Wer statt der standardmäßigen 337 Kilometer WLTP-Reichweite lieber 475 Kilometer lang fährt, der ordert die Extended Range Variante für zusätzliche 5.000 Euro. Ab der zweithöchsten Ausstattungsvariante Plus (ab 38.890 Euro) lässt sich außerdem der bärenstarke Twin Motor Performance Antrieb wählen, der den EX30 mit seinen 315 kW oder 428 PS in eigentlich unfassbaren 3,6 Sekunden auf Tempo Landstraße schießt. Das ist schneller als ein neuer Porsche 911 Carrera S. In der höchsten Ultra-Variante (ab 48.830 Euro) ist die große Batterie serienmäßig an Bord, ebenso wie eine 360 Grad Kamera, ein Panoramadach und hübsche 19-Zoll Felgen.

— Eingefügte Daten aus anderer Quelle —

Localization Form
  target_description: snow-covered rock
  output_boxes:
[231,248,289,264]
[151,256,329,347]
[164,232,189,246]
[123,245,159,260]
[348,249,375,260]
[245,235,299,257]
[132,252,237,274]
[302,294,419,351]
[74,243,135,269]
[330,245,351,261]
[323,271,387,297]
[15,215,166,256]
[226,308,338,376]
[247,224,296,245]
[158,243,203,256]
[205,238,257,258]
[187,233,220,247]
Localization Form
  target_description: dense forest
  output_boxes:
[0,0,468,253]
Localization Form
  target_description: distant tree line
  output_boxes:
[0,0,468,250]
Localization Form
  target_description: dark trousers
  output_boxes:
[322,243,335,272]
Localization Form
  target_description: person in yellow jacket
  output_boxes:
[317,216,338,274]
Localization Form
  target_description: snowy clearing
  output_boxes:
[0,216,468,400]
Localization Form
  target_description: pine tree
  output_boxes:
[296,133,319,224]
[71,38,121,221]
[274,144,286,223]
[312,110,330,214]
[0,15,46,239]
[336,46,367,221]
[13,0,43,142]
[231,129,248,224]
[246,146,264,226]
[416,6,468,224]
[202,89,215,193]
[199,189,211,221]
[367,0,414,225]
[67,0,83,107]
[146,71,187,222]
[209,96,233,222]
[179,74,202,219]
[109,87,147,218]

Für Freunde des ambitionierten Vorankommens: Der Twin Motor Performance Antrieb kostet hier nur 2.640 Euro extra.
Im Fahrbetrieb glänzt der EX30 neben ordentlichen Beschleunigungswerten mit auffallend vielen dynamischen Qualitäten. Das kleine SUV klebt förmlich auf der Straße, das Fahrwerk federt satt aber trotzdem komfortabel. Nur für die Lenkung hätten wir uns etwas präziseres Feedback gewünscht. Einen großen Einfluss auf die tolle Fahrcharakteristik hat das Gewicht. Oder besser gesagt: Das hat es eben nicht. Mit einem Leergewicht von 1.850 Kilogramm zählt der EX30 zu den leichteren Vertretern des Elektroauto-Fachs, die Mitbewerber liegen fast alle über diesem Wert.
Reichweite und Ladegeschwindigkeit: Auf der Höhe der Zeit
Dass es den Überdrüber-Motor nicht braucht, liegt für uns auf der Hand: Der EX30 fährt mit seinen 272 PS völlig ausreichend dynamisch, mehr Leistung ist nur netter Vorzeigeeffekt. Die Extended Range Variante mit Single Motor wäre die unserer Wahl – auch weil sie in Sachen Verbrauch ein Vorzeigeschüler ist. Von den 475 WLTP-Kilometern sind uns immerhin 400 echte geblieben - damit lässt sich im Mixbetrieb durchaus kalkulieren. Und selbst wenn man öfters Autobahn fährt: An der Schnellladestation wird mit bis zu 153 kW nachgeladen, das heißt 10 auf 80 Prozent in 26 Minuten.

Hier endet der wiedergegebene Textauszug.